You can be excused for making a few wrong turns with your finances during your twenties but by the time you reach your 30th birthday and beyond the rules of the game change and you are going to have to be ready to meet some serious future financial challenges.
Here is a look at some of the key financial rules of engagement that tend to apply in your thirties and how they set the tone for life beyond that important decade.
There is an overview of the sort of life events you will be facing, plus tips on giving yourself some important breathing space with your money, and why it pays to think about retirement in your thirties.
Your Financial Coming Of Age
There is no question that hitting your thirties is a real game changer in a number of different ways.
This is a time in your life where you are most likely to be starting family, buying a home, forging a successful career, all of which tells you that there is no time for any of the financial immaturity you might have displayed in your twenties.
Life has just got a bit more serious and you are going to have up your financial game and be prepared to face all of those exciting challenges ahead.
Talk of retirement probably seemed daft to you in your twenties even though in reality it wasn’t a bad idea to get working on that one if you had listened to the warnings about the clock ticking, but things like retirement planning and life insurance definitely seem a lot more real and imperative in your thirties.
The good news about this period in your life is you should be starting to earn what you can class as a decent salary in comparison to your earning power in your twenties, which means you are better placed to do some of the things required to set the tone for your financial future.
You might want to take a look at your personal debt levels, credit card balances, student loans and see what your options are for putting your finances in better shape.

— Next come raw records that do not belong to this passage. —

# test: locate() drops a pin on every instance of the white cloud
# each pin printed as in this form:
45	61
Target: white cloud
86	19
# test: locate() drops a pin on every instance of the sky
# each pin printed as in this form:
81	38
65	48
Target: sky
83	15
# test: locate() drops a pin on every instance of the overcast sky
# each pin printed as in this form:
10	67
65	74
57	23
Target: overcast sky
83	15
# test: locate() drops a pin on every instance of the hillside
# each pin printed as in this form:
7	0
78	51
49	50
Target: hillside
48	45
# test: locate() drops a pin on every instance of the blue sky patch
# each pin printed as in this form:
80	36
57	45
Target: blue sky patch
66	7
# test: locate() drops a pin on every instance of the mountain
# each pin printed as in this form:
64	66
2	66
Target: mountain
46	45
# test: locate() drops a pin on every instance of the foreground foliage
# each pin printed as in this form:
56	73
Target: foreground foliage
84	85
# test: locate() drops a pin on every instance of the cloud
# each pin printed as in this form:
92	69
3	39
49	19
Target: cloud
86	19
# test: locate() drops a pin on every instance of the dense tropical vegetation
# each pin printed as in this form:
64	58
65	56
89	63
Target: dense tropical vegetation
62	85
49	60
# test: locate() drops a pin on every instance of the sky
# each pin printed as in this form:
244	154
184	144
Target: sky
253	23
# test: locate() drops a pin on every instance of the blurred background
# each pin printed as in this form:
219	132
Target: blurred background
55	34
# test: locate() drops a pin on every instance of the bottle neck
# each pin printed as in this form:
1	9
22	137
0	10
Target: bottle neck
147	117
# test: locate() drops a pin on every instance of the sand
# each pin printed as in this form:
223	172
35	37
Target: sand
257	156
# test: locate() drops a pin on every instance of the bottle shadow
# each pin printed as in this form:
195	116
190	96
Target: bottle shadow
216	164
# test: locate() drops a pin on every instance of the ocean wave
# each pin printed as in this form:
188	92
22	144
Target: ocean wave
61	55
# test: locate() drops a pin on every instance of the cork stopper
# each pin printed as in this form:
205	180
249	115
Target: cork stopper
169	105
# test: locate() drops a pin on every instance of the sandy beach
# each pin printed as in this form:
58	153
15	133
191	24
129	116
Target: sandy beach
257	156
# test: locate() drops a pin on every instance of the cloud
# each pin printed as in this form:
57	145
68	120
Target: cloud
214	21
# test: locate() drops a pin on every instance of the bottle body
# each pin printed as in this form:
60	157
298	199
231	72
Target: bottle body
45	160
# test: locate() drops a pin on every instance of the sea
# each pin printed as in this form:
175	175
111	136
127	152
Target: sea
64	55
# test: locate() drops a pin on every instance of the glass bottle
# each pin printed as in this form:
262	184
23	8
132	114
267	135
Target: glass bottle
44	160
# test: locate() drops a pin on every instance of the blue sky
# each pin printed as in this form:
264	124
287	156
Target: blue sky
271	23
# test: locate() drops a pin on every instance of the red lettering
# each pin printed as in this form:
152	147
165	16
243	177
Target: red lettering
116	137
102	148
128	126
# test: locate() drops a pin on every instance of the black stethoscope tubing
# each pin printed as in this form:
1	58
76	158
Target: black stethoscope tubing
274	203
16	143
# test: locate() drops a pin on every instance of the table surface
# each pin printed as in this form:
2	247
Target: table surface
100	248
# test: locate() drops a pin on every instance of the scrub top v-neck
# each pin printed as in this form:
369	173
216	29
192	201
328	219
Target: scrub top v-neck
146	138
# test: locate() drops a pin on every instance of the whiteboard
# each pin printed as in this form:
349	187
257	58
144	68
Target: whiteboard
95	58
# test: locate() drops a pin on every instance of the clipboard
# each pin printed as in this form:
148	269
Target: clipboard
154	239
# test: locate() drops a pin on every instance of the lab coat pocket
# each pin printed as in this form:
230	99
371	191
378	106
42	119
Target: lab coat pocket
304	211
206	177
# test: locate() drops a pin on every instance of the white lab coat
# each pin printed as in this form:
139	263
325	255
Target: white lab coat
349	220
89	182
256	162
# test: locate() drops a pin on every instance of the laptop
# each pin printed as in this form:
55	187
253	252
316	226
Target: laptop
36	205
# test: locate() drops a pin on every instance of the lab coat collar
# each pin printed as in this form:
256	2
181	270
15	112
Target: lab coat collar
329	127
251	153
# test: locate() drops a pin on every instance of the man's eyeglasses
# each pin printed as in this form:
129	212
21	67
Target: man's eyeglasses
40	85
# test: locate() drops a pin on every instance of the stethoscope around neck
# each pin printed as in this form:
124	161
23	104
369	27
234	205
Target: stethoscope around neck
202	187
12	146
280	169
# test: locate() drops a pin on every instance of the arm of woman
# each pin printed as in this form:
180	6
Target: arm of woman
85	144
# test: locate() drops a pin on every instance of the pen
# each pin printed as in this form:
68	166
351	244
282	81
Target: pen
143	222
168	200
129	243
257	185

This review of your finances is an essential part of your master plan to set some priorities and strategies in motion.
Get That Emergency Fund In Shape
There are less valid excuses for getting caught short with your finances in your thirties so make sure you concentrate on getting your emergency fund into better shape.
With a better level of annual income and with some financial prudence you should be able to develop a plan where you manage to put away enough savings in an emergency fund that is the equivalent of between three and six months of income.
This gives you decent breathing space for an unexpected financial emergency and ensures that if you suddenly find yourself between jobs, your finances won’t unravel in an instant.
Time To Think About Putting Your Feet Up
Retirement definitely has to be on your agenda in your thirties and if you want to ensure that you enjoy a comfortable senior living experience, it is one of your financial priorities, even at this point in your life.
The basic math is simple. The quicker you start saving for your retirement the less pressure you are going to put on your income.
Leave retirement plans until your forties and you are going to have to take more drastic steps with your income, so give yourself a better path to putting your feet up and aim to save at least 15% of your annual income towards this goal.
The more you look at it, your thirties is a real game changer for your finances.